Previous studies have reported the frequency of PNI in radical prostatectomy specimens to be between 32 and 79%. [19–21], and it was about 50% in the present study (Table 3). A few studies reported that the presence of PNI is associated with poor oncological outcomes , and our study also supported the prognostic value of PNI. The current study also suggested that biopsy Gleason score was an independent value predictive of PNI. It has been shown that PNI of prostate cancer is relevant to a tumor’s invasive capacity , while Gleason score is also involved in invasiveness of prostate cancer in relation to the expression of matrix metalloproteinases [25, 26]. A study regarding the diagnostic value of PNI in extended biopsy cores is currently underway.
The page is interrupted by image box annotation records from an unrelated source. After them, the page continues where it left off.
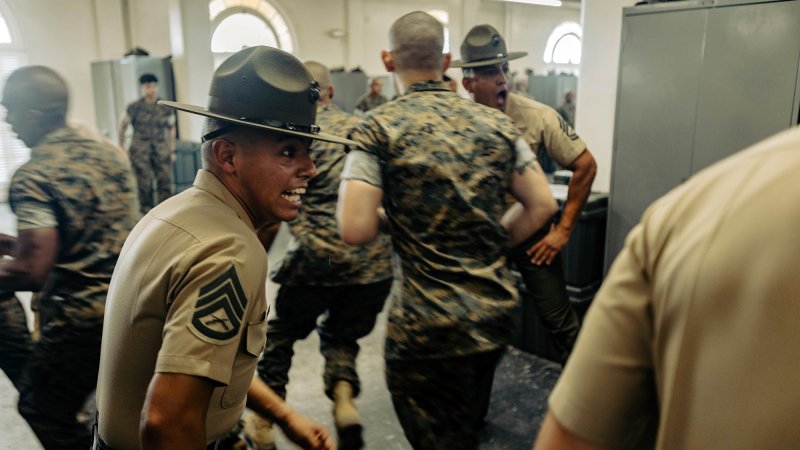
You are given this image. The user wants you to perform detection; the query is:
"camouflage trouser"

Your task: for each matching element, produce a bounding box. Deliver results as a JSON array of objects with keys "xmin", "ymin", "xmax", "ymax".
[
  {"xmin": 386, "ymin": 349, "xmax": 503, "ymax": 450},
  {"xmin": 19, "ymin": 315, "xmax": 103, "ymax": 449},
  {"xmin": 128, "ymin": 136, "xmax": 172, "ymax": 213},
  {"xmin": 509, "ymin": 227, "xmax": 581, "ymax": 365},
  {"xmin": 0, "ymin": 292, "xmax": 31, "ymax": 389},
  {"xmin": 258, "ymin": 279, "xmax": 392, "ymax": 398}
]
Recent advances in staging modalities and surgical indications have been associated with the low prevalence of SVI in surgical outcomes, and it has been reported that the recent low prevalence of SVI makes the validation of prognostic models/nomogram difficult . SVI did not have a prognostic significance in the present study most probably due to the small number of those with SVI; the survival curves categorized with and without SVI seemingly separated (Figure 2). Additionally, the 5 patients excluded from survival analyses because of immediate inception of adjuvant androgen deprivation therapy showed SVI, and their exclusion probably contributed to the absence of statistical significance for SVI. There has been no study examining associations between these pathological conditions and the results of precisely profiled extended biopsy. When mapping/diagramming positive cores, extended biopsy may be of value to predict SVI in patients with prostate cancer clinically diagnosed as localized disease. Interestingly, the number/percentage of positive cores calculated for the standard sextant sites or laterally-directed sextant cores did not reflect SVI, whereas positive TZ and multiple positive cores in the prostatic middle were independently associated with SVI. However, positive-predictive value of TZ biopsy assessed with tumor localization in the prostatectomy specimen was 0.86, suggesting contaminations of cancer arising from the peripheral zone. Patients with a positive TZ biopsy or multiple positive cores in prostatic middle biopsy had a larger tumor size in prostatectomy specimens. With the current 14-core biopsy protocol, parameters such as positive TZ and multiple positive cores in the prostatic middle possibly reflect the tumor size, and thus are associated with SVI. To validate the significance of these observations, studies comparing various biopsy protocols are needed.
In the present study with the mentioned extended biopsy protocol, positive TZ and multiple positive cores in the prostatic middle were independently correlated with SVI (p = 0.020 and p = 0.023, respectively). Also, %positive cores was an independent factor predictive of PSM (p = 0.001), and biopsy Gleason score was independently correlated with PNI (p = 0.001). Thus, clinical factors predictive of pathological outcomes varied among SVI, PSM, and PNI; these results suggest that prevailing staging nomograms or risk-assessment scoring systems combining multiple values such as Gleason score and %positive cores are practically possible based on the pathological approach employing extended biopsy protocols [1–3]. Additionally, artificial intelligence techniques such as artificial neural networks incorporating mentioned informations obtained from extended biopsies potentially support decision-making in prostate cancer treatment .
In this study, one patient (0.8%) had pT0 disease, and the frequency was similar to those in previous reports . The present study had several limitations. The study was retrospectively designed, and the relatively small number of patients may have led to a limited statistical power. Also, the small number of locally advanced disease cases is a limitation of this type of study; surgical indication probably affected the background of the study group, as discussed elsewhere. Further follow-up studies are warranted to confirm the significance of the observations on oncological outcomes in men with localized prostate cancer.